Les experts rappellent que les rongeurs ont des cycles de vie très courts et des taux de reproduction élevés, ce qui accélère la sélection des mutations avantageuses. Si un produit cesse de tuer une partie de la population et continue d’être utilisé, cette même pression favorise la survie et la reproduction des individus résistants, consolidant en quelques années une génération de « super-rats » pratiquement immunisés contre les formules classiques.
Quelles sont les implications pour la santé et la ville ?

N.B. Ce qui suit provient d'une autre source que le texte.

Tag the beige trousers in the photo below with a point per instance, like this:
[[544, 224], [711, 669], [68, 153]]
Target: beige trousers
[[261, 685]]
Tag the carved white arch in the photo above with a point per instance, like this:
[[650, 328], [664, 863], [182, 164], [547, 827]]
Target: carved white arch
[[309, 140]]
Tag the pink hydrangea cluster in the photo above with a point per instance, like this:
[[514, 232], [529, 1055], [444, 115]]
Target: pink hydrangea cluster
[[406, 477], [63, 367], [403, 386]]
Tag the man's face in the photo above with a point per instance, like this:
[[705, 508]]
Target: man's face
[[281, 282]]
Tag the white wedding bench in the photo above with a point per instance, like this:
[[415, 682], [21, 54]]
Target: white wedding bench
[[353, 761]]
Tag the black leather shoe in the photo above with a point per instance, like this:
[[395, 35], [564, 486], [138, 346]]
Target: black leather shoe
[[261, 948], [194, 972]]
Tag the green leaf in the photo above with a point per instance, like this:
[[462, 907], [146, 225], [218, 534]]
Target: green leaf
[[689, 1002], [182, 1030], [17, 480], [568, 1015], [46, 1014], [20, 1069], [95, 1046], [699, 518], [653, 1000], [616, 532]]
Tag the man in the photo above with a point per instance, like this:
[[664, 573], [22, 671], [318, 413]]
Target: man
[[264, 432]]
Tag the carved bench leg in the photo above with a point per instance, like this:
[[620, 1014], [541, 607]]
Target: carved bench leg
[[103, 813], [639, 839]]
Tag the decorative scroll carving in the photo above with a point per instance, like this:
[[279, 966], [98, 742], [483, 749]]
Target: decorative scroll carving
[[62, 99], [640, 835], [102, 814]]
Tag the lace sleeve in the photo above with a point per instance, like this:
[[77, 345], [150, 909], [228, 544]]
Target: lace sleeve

Au-delà de l’image choquante, l’augmentation du nombre de rats résistants est un problème de santé publique. Ces animaux peuvent transmettre des maladies comme la leptospirose, la toxoplasmose ou l’hantavirus, en plus d’agir comme vecteurs d’autres agents pathogènes par le biais des puces et des acariens. Si leur population augmente et qu’elles sont en plus plus difficiles à contrôler, le risque de contact avec les humains et les animaux domestiques s’accroît, surtout dans les zones à forte densité de population et où la gestion des déchets est mauvaise.
À Madrid, les associations d’entreprises de santé environnementale avaient déjà alerté il y a des années sur l’expansion du rat noir, qui est passé d’une dizaine de foyers maîtrisés en 2019 à plus de 30 points détectés en 2021. Cette espèce vit dans la cime des arbres, sur les toits et dans les faux plafonds, venant s’ajouter au rat d’égout traditionnel qui occupe les caves, les collecteurs et les égouts. La coexistence d’un plus grand nombre de rongeurs, avec une plus grande diversité d’espèces et, désormais, des mutations résistantes, complique encore davantage le tableau du sous-sol madrilène.
Ce que réclament les experts : moins de poison, plus de prévention
Face à ce scénario, les spécialistes de la lutte antiparasitaire insistent sur le fait que la seule réponse efficace passe par une combinaison de science, d’hygiène urbaine et de changements dans la réglementation. Tout d’abord, ils demandent de réduire la dépendance aux anticoagulants et de miser sur des programmes intégrés comprenant des pièges mécaniques, des barrières physiques, le colmatage des entrées et , surtout, une gestion des déchets bien plus stricte. Là où il y a des sacs poubelles dans la rue, des conteneurs débordants ou de la nourriture abandonnée dans les parcs et sur les places, c’est un buffet à volonté qui fait exploser la population de rongeurs et renforce la pression sélective en faveur des « super-rats ».
Ils réclament aussi une meilleure coordination entre les mairies, les communautés autonomes et le gouvernement central pour mettre à jour les protocoles de dératisation et harmoniser l’utilisation des rodenticides, en limitant leur application aveugle.